There have been times when we’ve all wished that we’d made a second backup, or kept our optical discs out of the sun — but we haven’t, and the data is lost. But what if you had a backup medium that was near indestructible, almost immune to extreme conditions, and made of stone?
Introducing, the Millenniata M-Disc; a 4.7GB DVD with a data layer made out of stone-like metals and metalloids. Whereas a conventional home-made optical disc has a very soft recording/data layer that isn’t very resistant to heat, humidity and light and has an average lifespan of around 5-10 years, the M-Disc has a much tougher data layer that can withstand the test of time.
According to Millenniata and the US Department of Defense, the M-Disc is incredibly resilient. In a test, 25 different discs, including the M-Disc, were exposed to 85C (185F) temperatures, 85% humidity, and bright, full-spectrum light for 24 hours. Where every other recordable DVD failed the test with thousands of read errors and complete loss of data, the M-Disc passed with full data integrity and just a handful of errors.
Millenniata claims that the stone layer of its DVDs should retain data for over 10,000 years — however the polycarbonate coating is only good for 1,000 years. Either way, both figures exceed the 5-10 year average lifespan of hard drives, recordable DVDs, and flash drives.
On the down side M-Discs can’t be burnt with your current DVD burner —the melting stone requires a laser that’s five times stronger than normal! However, M-Discs are backwards compatible and can be read by normal DVD drives. Nonetheless, at around $7 per disk, the M-Disc is incredibly expensive for just 4.7GB of storage.

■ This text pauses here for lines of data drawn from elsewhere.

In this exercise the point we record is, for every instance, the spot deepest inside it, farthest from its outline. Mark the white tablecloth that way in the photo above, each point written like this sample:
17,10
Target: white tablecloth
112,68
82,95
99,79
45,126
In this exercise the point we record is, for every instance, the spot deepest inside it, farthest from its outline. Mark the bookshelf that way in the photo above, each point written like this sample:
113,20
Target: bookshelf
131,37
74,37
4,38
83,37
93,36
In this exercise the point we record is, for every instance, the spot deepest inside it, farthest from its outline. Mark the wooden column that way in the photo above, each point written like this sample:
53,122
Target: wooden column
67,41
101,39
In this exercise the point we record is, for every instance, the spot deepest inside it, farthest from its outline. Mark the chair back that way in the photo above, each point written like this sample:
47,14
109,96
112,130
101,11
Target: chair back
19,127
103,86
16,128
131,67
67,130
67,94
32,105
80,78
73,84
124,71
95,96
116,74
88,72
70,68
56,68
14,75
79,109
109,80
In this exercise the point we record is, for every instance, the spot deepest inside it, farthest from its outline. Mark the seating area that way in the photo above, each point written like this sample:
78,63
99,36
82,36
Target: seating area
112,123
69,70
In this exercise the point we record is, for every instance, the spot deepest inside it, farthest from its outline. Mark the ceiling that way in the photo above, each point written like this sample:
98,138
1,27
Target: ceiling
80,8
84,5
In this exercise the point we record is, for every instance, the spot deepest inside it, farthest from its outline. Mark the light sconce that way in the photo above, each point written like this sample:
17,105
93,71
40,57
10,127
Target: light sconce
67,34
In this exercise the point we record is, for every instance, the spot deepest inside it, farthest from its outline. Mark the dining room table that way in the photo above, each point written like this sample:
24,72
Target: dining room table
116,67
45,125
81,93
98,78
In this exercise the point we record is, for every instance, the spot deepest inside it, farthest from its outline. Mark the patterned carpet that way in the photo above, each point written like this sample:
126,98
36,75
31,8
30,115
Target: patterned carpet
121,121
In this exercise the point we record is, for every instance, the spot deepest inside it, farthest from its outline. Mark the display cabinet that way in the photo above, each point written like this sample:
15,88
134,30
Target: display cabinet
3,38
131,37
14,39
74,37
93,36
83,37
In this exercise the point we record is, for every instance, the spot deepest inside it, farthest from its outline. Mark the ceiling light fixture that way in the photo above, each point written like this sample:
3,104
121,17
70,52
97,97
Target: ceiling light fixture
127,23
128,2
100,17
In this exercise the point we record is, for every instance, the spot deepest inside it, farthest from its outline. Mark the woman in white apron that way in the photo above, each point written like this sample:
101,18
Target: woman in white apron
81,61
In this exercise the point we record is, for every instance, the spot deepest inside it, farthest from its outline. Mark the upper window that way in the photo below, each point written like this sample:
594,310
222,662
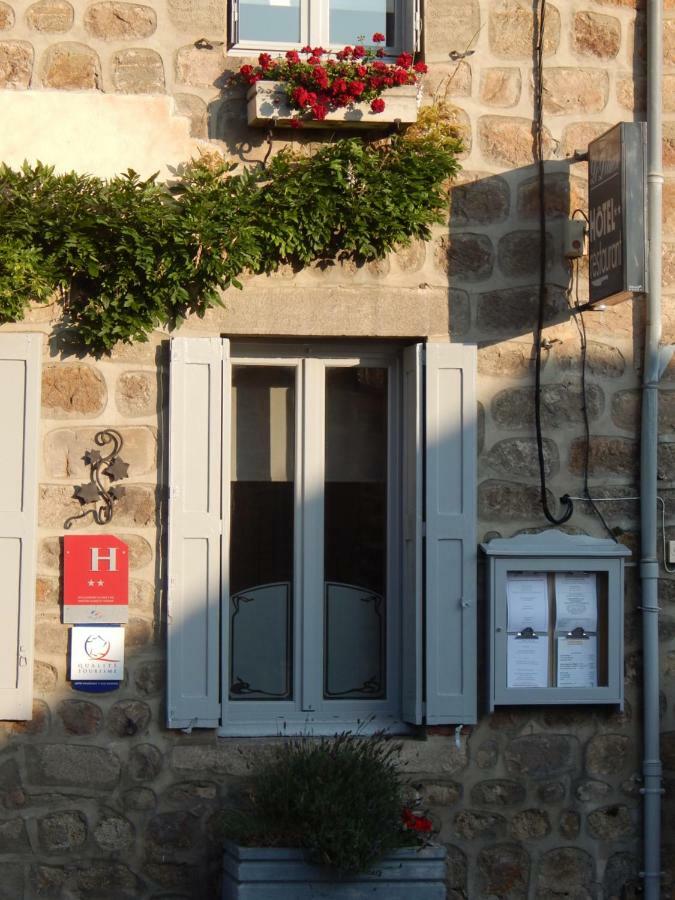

Furthermore, if you were to use M-Discs as your primary backup medium, you would need vast amounts of space to store the discs. To back up just 10 terabytes, you would need 2,130 M-Discs, which would occupy about the same space as 10 hard drives.
M-Disc; stone age technology for the future? With such rapid development in technology, will we even have access to an antique DVD player in a 1,000 years’ time?